Open Access
Prognostic Impact of Peak Aortic Jet Velocity in Conservatively Managed Patients With Severe Aortic Stenosis: An Observation From the CURRENT AS Registry
Author(s) -
Nakatsuma Kenji,
Taniguchi Tomohiko,
Morimoto Takeshi,
Shiomi Hiroki,
Ando Kenji,
Kanamori Norio,
Murata Koichiro,
Kitai Takeshi,
Kawase Yuichi,
Izumi Chisato,
Miyake Makoto,
Mitsuoka Hirokazu,
Kato Masashi,
Hirano Yutaka,
Matsuda Shintaro,
Inada Tsukasa,
Nagao Kazuya,
Murakami Tomoyuki,
Takeuchi Yasuyo,
Yamane Keiichiro,
Toyofuku Mamoru,
Ishii Mitsuru,
MinaminoMuta Eri,
Kato Takao,
Inoko Moriaki,
Ikeda Tomoyuki,
Komasa Akihiro,
Ishii Katsuhisa,
Hotta Kozo,
Higashitani Nobuya,
Kato Yoshihiro,
Inuzuka Yasutaka,
Maeda Chiyo,
Jinnai Toshikazu,
Morikami Yuko,
Saito Naritatsu,
Minatoya Kenji,
Kimura Takeshi
Publication year - 2017
Publication title -
journal of the american heart association
Language(s) - English
Resource type - Journals
SCImago Journal Rank - 2.494
H-Index - 85
ISSN - 2047-9980
DOI - 10.1161/jaha.117.005524
Subject(s) - medicine , stenosis , cardiology , jet (fluid) , radiology , mechanics , physics
Background There are limited data regarding the risk stratification based on peak aortic jet velocity (Vmax) in patients with severe aortic stenosis ( AS ).
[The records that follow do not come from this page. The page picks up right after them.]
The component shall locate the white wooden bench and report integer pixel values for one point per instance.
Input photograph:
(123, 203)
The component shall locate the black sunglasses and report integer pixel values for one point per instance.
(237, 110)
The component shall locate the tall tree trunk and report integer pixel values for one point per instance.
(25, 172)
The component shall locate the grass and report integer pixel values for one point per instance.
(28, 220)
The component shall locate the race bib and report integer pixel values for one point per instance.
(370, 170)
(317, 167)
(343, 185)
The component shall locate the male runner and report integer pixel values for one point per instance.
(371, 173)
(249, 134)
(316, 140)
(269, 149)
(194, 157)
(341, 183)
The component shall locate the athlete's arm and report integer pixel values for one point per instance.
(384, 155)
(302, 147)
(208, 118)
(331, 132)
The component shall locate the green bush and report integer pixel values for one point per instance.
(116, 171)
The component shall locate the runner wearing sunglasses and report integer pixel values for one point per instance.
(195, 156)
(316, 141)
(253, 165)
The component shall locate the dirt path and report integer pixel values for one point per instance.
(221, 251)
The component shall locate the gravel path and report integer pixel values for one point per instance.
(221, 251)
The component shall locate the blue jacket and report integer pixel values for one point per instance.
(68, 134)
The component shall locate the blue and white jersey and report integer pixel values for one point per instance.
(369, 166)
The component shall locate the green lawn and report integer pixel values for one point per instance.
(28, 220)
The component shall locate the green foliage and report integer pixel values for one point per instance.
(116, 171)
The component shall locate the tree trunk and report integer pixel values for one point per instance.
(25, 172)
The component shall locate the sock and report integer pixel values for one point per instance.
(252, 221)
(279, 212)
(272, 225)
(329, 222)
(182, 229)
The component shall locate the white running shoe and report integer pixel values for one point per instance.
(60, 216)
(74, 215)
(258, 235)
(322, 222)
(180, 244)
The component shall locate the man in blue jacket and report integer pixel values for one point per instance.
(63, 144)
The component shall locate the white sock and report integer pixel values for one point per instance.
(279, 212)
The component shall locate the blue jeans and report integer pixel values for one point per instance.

Methods and Results Among 3815 consecutive patients with severe AS enrolled in the CURRENT AS (Contemporary Outcomes After Surgery and Medical Treatment in Patients With Severe Aortic Stenosis) registry, the study population consisted of 1075 conservatively managed patients with Vmax ≥4.0 m/s and left ventricular ejection fraction ≥50%. The study patients were subdivided into 3 groups based on Vmax (group 1, 4.0 ≤ Vmax <4.5 m/s, N=550; group 2, 4.5 ≤ Vmax <5 m/s, N=279; and group 3, Vmax ≥5 m/s, N=246). Cumulative 5‐year incidence of AS ‐related events (aortic valve–related death or heart failure hospitalization) was incrementally higher with increasing Vmax (entire population; 38.0%, 49.4%, and 62.8%, P <0.001; symptomatic patients; 55.7%, 60.9%, and 72.2%, P =0.008; and asymptomatic patients; 29.4%, 38.9%, and 47.7%, P =0.005). After adjusting for confounders, the excess risk of group 2 and group 3 relative to group 1 for AS ‐related events remained significant (hazard ratio, 1.39; 95% CI , 1.07–1.81; P =0.02, and hazard ratio, 1.53; 95% CI , 1.17–2.00; P =0.002, respectively). The effect size of group 3 relative to group 1 for AS ‐related events in asymptomatic patients (N=479) was similar to that in symptomatic patients (N=596; hazard ratio, 1.59; 95% CI , 1.01–2.52; P =0.047, and hazard ratio, 1.67; 95% CI , 1.16–2.40, P =0.008, respectively), and there was no significant overall interaction between the symptomatic status and the effect of the Vmax categories on AS ‐related events (interaction, P =0.88). Conclusions In conservatively managed severe AS patients with preserved left ventricular ejection fraction, increasing Vmax was associated with incrementally higher risk for AS ‐related events. However, the cumulative 5‐year incidence of the AS ‐related events remained very high even in asymptomatic patients with less greater Vmax.